One contributing factor to my interest in cities are the books of Jane Jacobs, particularly The Death and Life of Great American Cities and The Economy of Cities. In the latter, Jane Jacobs convincingly argues that cities and the interactions they spawn are the main engines of economic development through history. The idea of interaction and social learning in cities is one important component of agglomeration economies.

I won’t rehash the book here (though you should definitely read it!), but I thought it would be fun to compare the population density of states to their level of economic development, as lazily measured here by GDP/capita. The log-log graph below compares how the two measures of population density correlate to economic development. (Here I include only the 50 US states.)

The trendlines are a simple linear regression on the (logged) data. Weighted density is much more closely correlated with economic strength than the cruder bulk population density. (If I remove the two largest outliers from each dataset — AK and WY for the bulk density, NH and NY for weighted density — the R^2 values increase to 0.21 and 0.47 respectively.)

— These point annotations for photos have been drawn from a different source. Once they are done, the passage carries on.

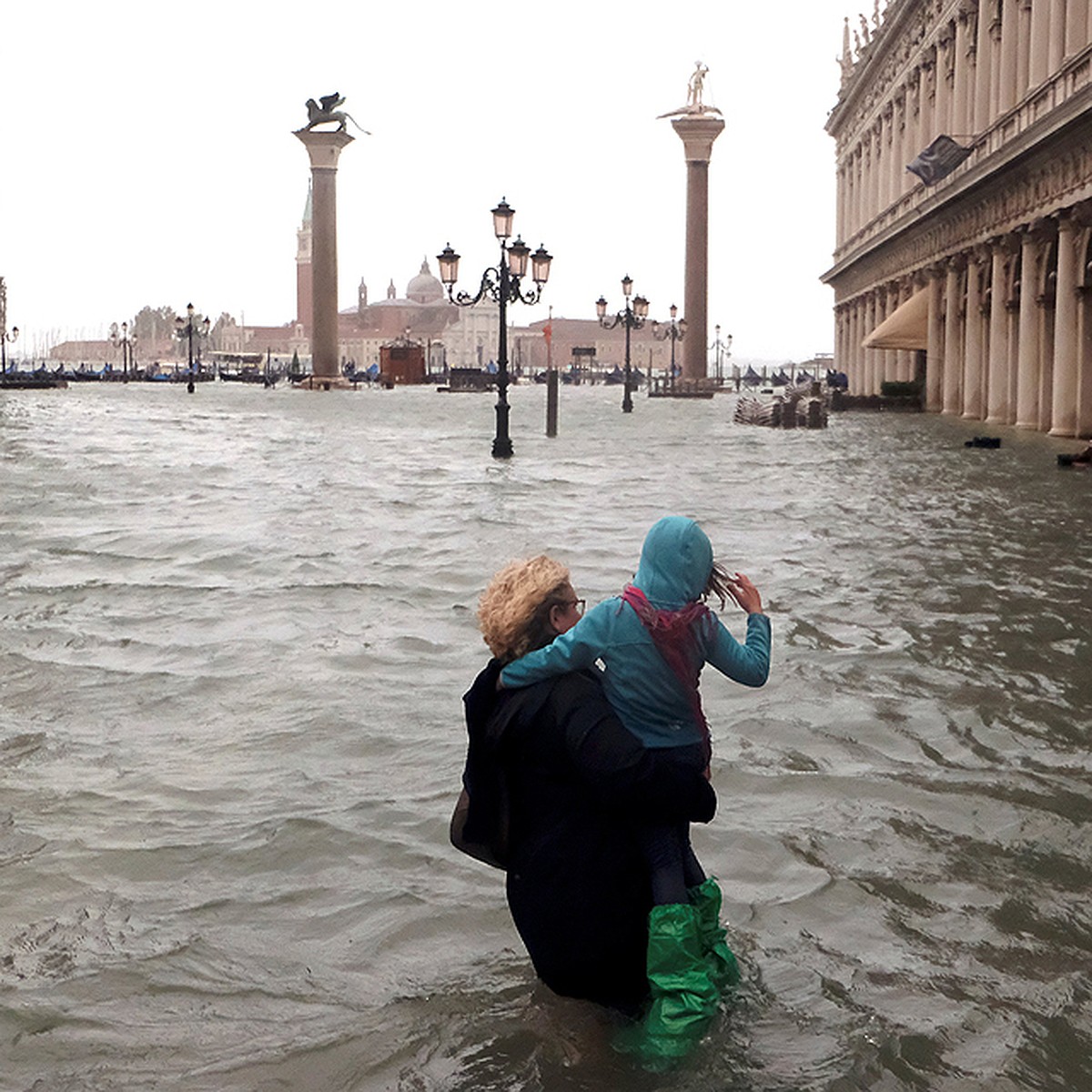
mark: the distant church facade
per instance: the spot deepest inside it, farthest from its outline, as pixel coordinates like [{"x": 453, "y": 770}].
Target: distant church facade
[{"x": 972, "y": 271}]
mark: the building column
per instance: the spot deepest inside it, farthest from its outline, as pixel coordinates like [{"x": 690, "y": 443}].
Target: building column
[
  {"x": 1010, "y": 35},
  {"x": 983, "y": 66},
  {"x": 935, "y": 341},
  {"x": 1057, "y": 48},
  {"x": 852, "y": 341},
  {"x": 697, "y": 134},
  {"x": 1084, "y": 398},
  {"x": 860, "y": 379},
  {"x": 1077, "y": 25},
  {"x": 953, "y": 386},
  {"x": 323, "y": 150},
  {"x": 973, "y": 374},
  {"x": 1038, "y": 46},
  {"x": 960, "y": 80},
  {"x": 905, "y": 366},
  {"x": 1027, "y": 363},
  {"x": 997, "y": 382},
  {"x": 1064, "y": 393},
  {"x": 944, "y": 103}
]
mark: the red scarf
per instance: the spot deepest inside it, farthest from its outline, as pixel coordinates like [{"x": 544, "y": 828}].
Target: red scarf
[{"x": 675, "y": 637}]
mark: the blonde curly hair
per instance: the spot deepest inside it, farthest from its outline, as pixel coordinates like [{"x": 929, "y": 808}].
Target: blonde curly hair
[{"x": 513, "y": 611}]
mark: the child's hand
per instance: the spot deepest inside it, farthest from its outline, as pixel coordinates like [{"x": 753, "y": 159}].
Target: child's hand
[{"x": 745, "y": 593}]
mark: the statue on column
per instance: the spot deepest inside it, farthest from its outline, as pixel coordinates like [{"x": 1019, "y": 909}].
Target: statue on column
[
  {"x": 326, "y": 109},
  {"x": 693, "y": 88},
  {"x": 693, "y": 103}
]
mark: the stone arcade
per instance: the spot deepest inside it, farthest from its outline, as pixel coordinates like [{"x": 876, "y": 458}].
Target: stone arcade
[{"x": 978, "y": 284}]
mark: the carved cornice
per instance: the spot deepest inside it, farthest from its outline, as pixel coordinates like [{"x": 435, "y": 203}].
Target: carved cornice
[{"x": 1037, "y": 181}]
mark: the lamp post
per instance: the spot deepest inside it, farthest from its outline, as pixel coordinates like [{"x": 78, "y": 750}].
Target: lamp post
[
  {"x": 188, "y": 331},
  {"x": 632, "y": 318},
  {"x": 5, "y": 338},
  {"x": 500, "y": 283},
  {"x": 126, "y": 343},
  {"x": 676, "y": 331},
  {"x": 721, "y": 349}
]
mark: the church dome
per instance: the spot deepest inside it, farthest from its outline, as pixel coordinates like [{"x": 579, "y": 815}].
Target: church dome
[{"x": 425, "y": 288}]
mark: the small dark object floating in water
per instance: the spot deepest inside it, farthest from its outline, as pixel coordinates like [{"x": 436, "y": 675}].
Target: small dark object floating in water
[{"x": 1081, "y": 459}]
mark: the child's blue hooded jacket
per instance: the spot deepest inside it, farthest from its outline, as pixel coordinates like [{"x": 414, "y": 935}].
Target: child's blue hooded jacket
[{"x": 649, "y": 699}]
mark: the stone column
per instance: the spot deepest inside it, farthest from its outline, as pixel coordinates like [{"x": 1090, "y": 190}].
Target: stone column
[
  {"x": 697, "y": 134},
  {"x": 323, "y": 148},
  {"x": 961, "y": 91},
  {"x": 905, "y": 370},
  {"x": 1027, "y": 363},
  {"x": 1010, "y": 35},
  {"x": 1084, "y": 399},
  {"x": 953, "y": 387},
  {"x": 1077, "y": 25},
  {"x": 855, "y": 372},
  {"x": 945, "y": 47},
  {"x": 1040, "y": 44},
  {"x": 983, "y": 66},
  {"x": 934, "y": 361},
  {"x": 1064, "y": 399},
  {"x": 997, "y": 382},
  {"x": 1057, "y": 49},
  {"x": 973, "y": 401}
]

As always, correlation does not imply causation, but it’s at least consistent with the idea that cities are the main drivers of economic development. It would be pretty easy to do a similar comparison of density and GDP/capita at the scale of metropolitan areas — probably a more direct test. Of course, from the point of view of causality, both are limited by unseen correlations. One could imagine, for example, that the relationship might be weakened by in-migration to economically strong regions resulting in decreasing GDP/capita (ceteris paribus).

A note on data: I grabbed block-level census data by state here, and processed the data in Python. (Edit: as of Dec. ’12, that link seems to be dead; the same data can apparently be accessed here.) I ignored all census blocks with given areas of less than 30,000 square feet (the defined minimum size of a census block according to this Census pdf). A total of 634,800 were disenfranchised by this procedure, corresponding to no more than 0.9% of the population in any state (West Virginia), and typically more like 0.2%.

Some of the weirdest Census blocks turned out to be prisons. This corrections facility in Mississippi claimed to have 2946 “residents” in a census block of 480 square meters, which frankly doesn’t make any sense looking at the map. This prison by itself actually changes the weighted density of MS by a factor of 5! (No other states showed levels of variability anywhere near this.) Another was a housing project in Irvington, NJ, where 1040 people live in 785 square meters. These figures are at least believable but were eliminated due to the non-conforming Census block area for consistency. These examples give some reason to be concerned about other data errors but I think the results above pass the smell test.

The GDP/capita data was grabbed from Wikipedia.